As soon as the computer stopped printing and flashed its message, she said, ''about 25 or 30 champagne corks popped ... people moved out of the computer room, and they just went bananas.''
Many of the investors began splitting up the bounty in a warehouse at the company's Key West headquarters.
''Oh my God, I'm rich,'' Ms. Culpepper screamed, then began hugging friends, co-workers and reporters. Her share included three silver bars weighing a total of almost 250 pounds, a 6-carat emerald and a rare coin.
''I bought a dream and I always knew it was there. It's a dream come true,'' exclaimed Leah Miguel, a curator with Treasure Salvors, who received a gold bar and two emeralds.

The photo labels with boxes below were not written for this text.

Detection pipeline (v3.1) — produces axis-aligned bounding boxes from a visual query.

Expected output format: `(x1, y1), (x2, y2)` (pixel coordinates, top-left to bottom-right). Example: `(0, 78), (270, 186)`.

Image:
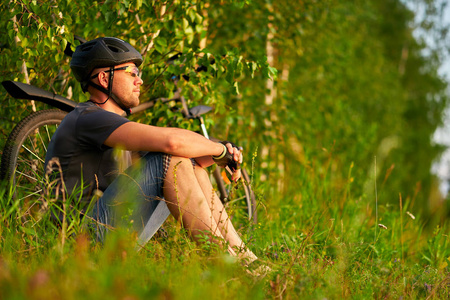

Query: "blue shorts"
(92, 152), (171, 245)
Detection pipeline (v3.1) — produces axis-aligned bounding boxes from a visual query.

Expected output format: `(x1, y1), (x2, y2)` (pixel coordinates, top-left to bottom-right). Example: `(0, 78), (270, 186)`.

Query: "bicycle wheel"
(0, 109), (67, 200)
(213, 167), (258, 225)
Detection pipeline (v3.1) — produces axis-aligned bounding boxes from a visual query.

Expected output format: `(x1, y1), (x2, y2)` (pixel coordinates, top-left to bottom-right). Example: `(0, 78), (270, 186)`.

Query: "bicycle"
(0, 72), (257, 224)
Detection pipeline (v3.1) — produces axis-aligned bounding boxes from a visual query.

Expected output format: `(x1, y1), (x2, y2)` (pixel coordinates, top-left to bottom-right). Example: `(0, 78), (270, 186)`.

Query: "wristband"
(212, 143), (228, 159)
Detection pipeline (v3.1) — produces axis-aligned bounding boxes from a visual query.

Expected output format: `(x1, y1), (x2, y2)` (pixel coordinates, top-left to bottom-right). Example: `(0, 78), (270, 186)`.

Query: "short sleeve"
(76, 107), (130, 149)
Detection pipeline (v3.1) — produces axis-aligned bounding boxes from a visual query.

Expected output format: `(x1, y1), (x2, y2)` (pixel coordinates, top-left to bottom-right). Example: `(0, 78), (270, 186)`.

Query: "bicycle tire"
(0, 109), (67, 198)
(213, 167), (258, 224)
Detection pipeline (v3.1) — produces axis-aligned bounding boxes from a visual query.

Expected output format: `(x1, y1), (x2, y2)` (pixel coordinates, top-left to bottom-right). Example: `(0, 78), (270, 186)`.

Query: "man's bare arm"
(105, 122), (223, 157)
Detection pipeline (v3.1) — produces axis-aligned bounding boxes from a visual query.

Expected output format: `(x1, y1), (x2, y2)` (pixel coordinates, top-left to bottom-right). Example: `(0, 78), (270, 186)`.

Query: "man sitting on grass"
(46, 37), (257, 264)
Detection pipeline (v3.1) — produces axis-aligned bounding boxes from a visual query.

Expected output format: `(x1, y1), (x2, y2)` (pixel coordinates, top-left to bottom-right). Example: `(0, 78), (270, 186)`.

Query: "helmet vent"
(108, 45), (125, 53)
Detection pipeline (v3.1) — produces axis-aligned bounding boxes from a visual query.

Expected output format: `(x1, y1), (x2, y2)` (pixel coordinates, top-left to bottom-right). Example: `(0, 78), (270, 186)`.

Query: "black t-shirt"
(45, 102), (129, 204)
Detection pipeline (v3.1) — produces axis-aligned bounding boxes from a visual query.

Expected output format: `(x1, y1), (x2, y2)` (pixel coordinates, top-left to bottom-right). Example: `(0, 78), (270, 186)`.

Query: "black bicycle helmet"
(70, 37), (142, 115)
(70, 37), (142, 85)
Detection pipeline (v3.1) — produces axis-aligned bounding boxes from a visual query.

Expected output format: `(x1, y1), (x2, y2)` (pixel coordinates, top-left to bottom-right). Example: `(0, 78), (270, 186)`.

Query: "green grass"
(0, 162), (450, 299)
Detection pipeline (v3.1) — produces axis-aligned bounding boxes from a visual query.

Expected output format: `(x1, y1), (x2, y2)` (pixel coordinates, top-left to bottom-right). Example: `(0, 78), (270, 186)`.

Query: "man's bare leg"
(164, 156), (256, 261)
(194, 166), (257, 263)
(164, 156), (225, 244)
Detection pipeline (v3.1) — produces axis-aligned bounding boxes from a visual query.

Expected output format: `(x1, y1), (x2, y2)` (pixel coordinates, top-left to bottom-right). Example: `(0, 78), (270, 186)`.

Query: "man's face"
(113, 63), (143, 108)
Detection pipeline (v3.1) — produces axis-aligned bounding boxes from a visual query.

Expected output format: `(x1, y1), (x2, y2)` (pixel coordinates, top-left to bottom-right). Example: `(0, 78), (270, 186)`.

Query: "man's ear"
(97, 72), (109, 89)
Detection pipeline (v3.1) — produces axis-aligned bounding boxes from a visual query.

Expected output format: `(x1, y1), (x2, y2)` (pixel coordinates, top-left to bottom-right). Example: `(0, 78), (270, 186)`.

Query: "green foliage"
(0, 0), (450, 299)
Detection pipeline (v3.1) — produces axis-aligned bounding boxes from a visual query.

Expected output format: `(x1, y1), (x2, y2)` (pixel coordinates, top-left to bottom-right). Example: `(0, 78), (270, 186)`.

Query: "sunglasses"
(91, 66), (141, 79)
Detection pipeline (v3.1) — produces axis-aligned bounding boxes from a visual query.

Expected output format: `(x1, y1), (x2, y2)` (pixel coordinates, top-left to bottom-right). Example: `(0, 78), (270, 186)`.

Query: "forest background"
(0, 0), (450, 298)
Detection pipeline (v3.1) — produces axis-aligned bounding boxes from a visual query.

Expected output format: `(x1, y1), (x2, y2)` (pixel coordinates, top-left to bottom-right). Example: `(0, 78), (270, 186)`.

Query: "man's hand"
(213, 141), (243, 181)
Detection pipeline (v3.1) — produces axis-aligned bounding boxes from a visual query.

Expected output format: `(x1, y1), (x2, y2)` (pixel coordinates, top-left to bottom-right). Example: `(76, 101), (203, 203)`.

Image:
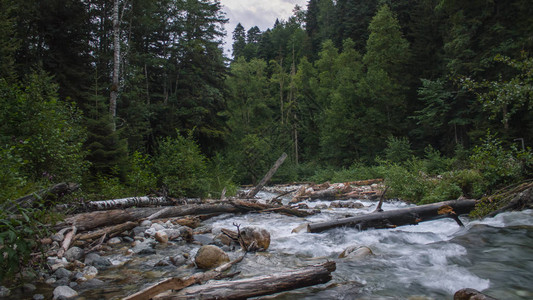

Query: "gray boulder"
(53, 285), (78, 299)
(194, 245), (229, 269)
(84, 253), (111, 267)
(54, 268), (72, 279)
(65, 247), (85, 262)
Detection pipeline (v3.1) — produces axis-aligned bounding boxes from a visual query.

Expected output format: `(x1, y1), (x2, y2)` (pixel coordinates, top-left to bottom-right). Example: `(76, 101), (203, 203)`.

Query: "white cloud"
(220, 0), (308, 53)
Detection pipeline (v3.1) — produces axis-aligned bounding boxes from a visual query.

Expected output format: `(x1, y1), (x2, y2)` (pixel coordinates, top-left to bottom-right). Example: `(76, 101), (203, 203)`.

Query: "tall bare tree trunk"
(109, 0), (120, 131)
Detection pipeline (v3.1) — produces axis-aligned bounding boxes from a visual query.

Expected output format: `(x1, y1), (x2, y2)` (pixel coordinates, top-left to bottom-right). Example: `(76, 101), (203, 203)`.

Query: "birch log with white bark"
(154, 261), (336, 300)
(307, 200), (476, 232)
(64, 200), (312, 231)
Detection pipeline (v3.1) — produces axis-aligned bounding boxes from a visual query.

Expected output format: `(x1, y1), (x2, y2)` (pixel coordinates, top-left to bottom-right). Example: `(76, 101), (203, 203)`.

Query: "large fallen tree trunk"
(123, 256), (244, 300)
(246, 152), (287, 198)
(291, 179), (383, 203)
(307, 200), (476, 232)
(154, 261), (336, 300)
(85, 196), (172, 210)
(64, 200), (312, 231)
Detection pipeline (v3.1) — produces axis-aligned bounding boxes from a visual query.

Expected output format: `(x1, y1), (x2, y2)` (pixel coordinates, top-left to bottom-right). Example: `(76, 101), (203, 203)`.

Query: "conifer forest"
(0, 0), (533, 292)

The division of gold, silver, emeralds and artifacts to investors was another milestone for Fisher, who overcame legal and financial troubles and personal tragedy during his hunt for the treasure of the Nuestra Senora de Atocha. His divers found the wreck in 1985.
A spokeswoman said Fisher, who got 4 percent, or about $4 million, of the haul, was out of town.
Not all of the investors were happy. Some have been waiting more than 20 years for their investment to pay off.
Bernice Feild, of Del Mar, Calif., was skeptical because she remembers other divisions of booty that yielded her very little.
''We've gotten practically nothing,'' she said in a phone interview from her home Thursday. ''I got my stock in 1964, and we've gotten almost nothing over that time.''
The Atocha left Havana on Sept. 5, 1622, as part of a fleet of 27 ships bound for Spain with treasure from the New World.
Less than a day out of port, a hurricane hit ships in the Florida Straits, sinking the Atocha and seven other vessels.
Fisher fought a long legal battle with the state of Florida over who had the rights to salvaged booty. He's also fought other salvors and solicited investors for cash for the research.
In 1975, his son and daughter-in-law died while looking for the Atocha.
Lorraine Repp of Clearwater, a stockholder who invested a decade ago, has followed the latest developments on the Atocha in the newspapers. She was pleased by the computer division of the booty, but wants something more definite.
''That's a little help after 10 years,'' she said. ''But ... I'd rather have the cash in my hand.''
So far, Fisher's divers have recovered 177 gold bars, 900 silver bars, thousands of coins and artifacts and continue bringing up treasure from the ocean bottom.
Treasure Salvors Inc. is sending treasure lists to investors not present Thursday and expects to have the treasure distributed from its Key West vault by the end of February.